Soms wegen we u ook om de vochtbalans bij te houden. De verpleegkundige weegt u dan iedere dag om dezelfde tijd.

  • Als u niet zwaarder wordt, is uw vochtbalans in orde.
  • Neemt uw gewicht toe? Dan houdt u waarschijnlijk vocht vast.
  • Neemt uw gewicht af? Dan verliest u meer vocht dan u binnenkrijgt.

We kijken dan dus naar uw gewicht om te zien of we de behandeling moeten aanpassen.

Turflijst vochtinname

In overleg met de verpleegkundige kunt u ook zelf de vochtbalans bijhouden. U turft dan op een lijst wat u drinkt en eet aan yoghurt, vla, pap en vruchtenmoes. Aan het einde van iedere dienst maakt de verpleegkundige samen met u de lijst compleet. Zo zorgt u er samen met de verpleegkundige en voedingsassistent voor dat er een goede vochtbalans komt. Hieronder ziet u een voorbeeld van zo’n lijst:

Behandeling aanpassen

Een vochtbalans loopt 24 uur, van 00:00 uur tot 00:00 uur. Dus van middernacht tot middernacht. De arts bekijkt uw vochtbalans en past eventueel uw behandeling aan.
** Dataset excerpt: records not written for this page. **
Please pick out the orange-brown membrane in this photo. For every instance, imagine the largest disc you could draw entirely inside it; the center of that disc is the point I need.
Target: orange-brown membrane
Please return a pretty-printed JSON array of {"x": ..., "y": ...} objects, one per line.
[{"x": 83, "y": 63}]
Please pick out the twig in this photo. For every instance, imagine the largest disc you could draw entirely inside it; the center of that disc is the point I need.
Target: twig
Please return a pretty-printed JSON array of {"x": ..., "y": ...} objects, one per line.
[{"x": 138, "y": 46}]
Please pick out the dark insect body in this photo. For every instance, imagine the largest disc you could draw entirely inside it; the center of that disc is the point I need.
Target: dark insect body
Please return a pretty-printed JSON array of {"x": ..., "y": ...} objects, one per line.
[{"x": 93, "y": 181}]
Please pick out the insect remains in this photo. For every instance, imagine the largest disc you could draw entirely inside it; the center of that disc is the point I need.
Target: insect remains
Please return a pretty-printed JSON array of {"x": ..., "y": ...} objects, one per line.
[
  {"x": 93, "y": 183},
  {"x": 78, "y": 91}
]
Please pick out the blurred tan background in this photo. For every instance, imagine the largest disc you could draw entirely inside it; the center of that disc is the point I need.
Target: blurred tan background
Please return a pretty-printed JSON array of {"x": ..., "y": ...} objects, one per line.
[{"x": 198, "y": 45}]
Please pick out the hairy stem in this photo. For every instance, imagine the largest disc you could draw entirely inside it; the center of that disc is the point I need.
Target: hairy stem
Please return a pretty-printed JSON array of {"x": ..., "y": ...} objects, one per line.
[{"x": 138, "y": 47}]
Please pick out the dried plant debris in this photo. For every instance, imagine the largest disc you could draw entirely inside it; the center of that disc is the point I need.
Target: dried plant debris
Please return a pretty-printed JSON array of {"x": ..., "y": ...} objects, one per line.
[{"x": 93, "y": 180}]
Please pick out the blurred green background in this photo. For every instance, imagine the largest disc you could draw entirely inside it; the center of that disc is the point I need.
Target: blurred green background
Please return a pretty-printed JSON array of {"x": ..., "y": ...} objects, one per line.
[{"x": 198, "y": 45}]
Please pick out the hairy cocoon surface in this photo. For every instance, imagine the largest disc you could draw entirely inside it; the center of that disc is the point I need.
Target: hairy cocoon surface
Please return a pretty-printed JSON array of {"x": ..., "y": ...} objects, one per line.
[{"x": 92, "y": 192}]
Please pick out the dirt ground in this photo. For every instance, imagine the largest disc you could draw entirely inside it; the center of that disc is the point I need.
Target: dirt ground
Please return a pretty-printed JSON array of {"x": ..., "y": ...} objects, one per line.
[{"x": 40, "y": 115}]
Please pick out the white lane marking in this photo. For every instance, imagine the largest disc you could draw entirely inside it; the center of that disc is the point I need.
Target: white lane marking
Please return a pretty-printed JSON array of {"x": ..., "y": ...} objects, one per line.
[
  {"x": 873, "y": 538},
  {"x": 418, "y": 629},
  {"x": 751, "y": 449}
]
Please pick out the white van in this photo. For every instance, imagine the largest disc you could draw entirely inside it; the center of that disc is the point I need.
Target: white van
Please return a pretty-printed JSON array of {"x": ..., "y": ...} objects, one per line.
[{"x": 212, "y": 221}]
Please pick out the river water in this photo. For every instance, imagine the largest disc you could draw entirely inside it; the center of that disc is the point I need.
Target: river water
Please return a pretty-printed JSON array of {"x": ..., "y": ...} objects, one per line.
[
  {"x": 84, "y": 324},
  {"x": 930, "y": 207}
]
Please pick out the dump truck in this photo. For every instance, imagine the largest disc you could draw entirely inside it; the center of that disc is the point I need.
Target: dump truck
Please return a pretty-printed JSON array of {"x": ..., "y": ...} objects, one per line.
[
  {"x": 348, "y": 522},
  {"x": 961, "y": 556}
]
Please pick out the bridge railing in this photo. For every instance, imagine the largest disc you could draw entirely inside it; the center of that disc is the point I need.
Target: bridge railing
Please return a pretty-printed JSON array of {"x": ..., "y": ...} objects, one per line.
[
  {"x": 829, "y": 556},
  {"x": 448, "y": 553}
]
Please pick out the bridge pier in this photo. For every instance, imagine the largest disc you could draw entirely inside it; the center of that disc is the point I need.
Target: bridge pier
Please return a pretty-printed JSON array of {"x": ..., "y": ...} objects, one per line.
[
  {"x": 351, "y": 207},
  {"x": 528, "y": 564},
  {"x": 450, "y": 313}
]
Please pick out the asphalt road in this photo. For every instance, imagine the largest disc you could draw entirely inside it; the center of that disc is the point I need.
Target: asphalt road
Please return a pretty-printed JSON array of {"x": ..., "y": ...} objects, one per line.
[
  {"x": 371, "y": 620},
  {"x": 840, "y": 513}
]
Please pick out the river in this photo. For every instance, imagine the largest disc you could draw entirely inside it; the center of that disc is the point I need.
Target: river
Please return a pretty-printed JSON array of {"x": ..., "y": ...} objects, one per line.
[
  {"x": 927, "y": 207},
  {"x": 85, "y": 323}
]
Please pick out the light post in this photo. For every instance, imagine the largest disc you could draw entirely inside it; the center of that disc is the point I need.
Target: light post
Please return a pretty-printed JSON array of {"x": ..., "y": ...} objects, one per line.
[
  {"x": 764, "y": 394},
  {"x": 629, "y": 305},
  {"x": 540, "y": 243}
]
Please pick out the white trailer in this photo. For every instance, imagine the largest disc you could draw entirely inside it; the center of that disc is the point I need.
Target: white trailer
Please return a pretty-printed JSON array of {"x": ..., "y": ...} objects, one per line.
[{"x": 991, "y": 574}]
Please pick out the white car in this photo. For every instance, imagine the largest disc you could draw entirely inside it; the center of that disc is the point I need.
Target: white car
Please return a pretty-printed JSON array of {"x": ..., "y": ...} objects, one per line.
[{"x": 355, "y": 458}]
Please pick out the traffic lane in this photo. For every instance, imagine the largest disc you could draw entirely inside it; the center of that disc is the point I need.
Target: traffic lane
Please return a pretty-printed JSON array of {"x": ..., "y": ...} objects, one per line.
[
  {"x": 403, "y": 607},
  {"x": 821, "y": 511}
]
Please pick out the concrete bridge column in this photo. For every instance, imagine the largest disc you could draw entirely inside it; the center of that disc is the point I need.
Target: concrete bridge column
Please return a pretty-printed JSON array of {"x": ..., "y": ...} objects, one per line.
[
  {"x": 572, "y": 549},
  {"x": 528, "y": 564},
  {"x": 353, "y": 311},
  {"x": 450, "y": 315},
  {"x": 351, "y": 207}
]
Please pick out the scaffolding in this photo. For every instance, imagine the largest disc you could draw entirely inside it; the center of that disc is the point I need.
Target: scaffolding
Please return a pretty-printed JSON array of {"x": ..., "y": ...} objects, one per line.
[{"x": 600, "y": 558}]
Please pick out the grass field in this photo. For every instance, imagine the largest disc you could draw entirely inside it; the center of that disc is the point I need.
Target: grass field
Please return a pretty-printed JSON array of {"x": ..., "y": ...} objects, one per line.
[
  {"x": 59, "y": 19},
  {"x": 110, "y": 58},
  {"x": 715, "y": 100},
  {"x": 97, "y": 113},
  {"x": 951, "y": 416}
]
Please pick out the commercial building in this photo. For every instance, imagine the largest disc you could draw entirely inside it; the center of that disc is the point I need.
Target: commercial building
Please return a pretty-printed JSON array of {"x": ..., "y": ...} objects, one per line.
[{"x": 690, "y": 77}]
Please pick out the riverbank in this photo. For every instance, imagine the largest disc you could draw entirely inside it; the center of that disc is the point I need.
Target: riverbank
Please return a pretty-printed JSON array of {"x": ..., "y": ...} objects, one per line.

  • Als u meer drinkt dan plast, blijft er te veel vocht achter in uw lichaam. Dit noemen we een positieve vochtbalans. Hierdoor kunt u klachten krijgen. Bijvoorbeeld benauwdheid, opgezette enkels, voeten en handen en een opgezet gezicht.
  • Als u meer plast dan drinkt, blijft er te weinig vocht achter in uw lichaam. Dit noemen we een negatieve vochtbalans. U kunt dan uitdrogen. De klachten die hierbij horen zijn onder andere hoofdpijn, vermoeidheid en een droge en minder elastische huid.

Heeft u klachten? Geef dit dan door aan uw verpleegkundige of arts.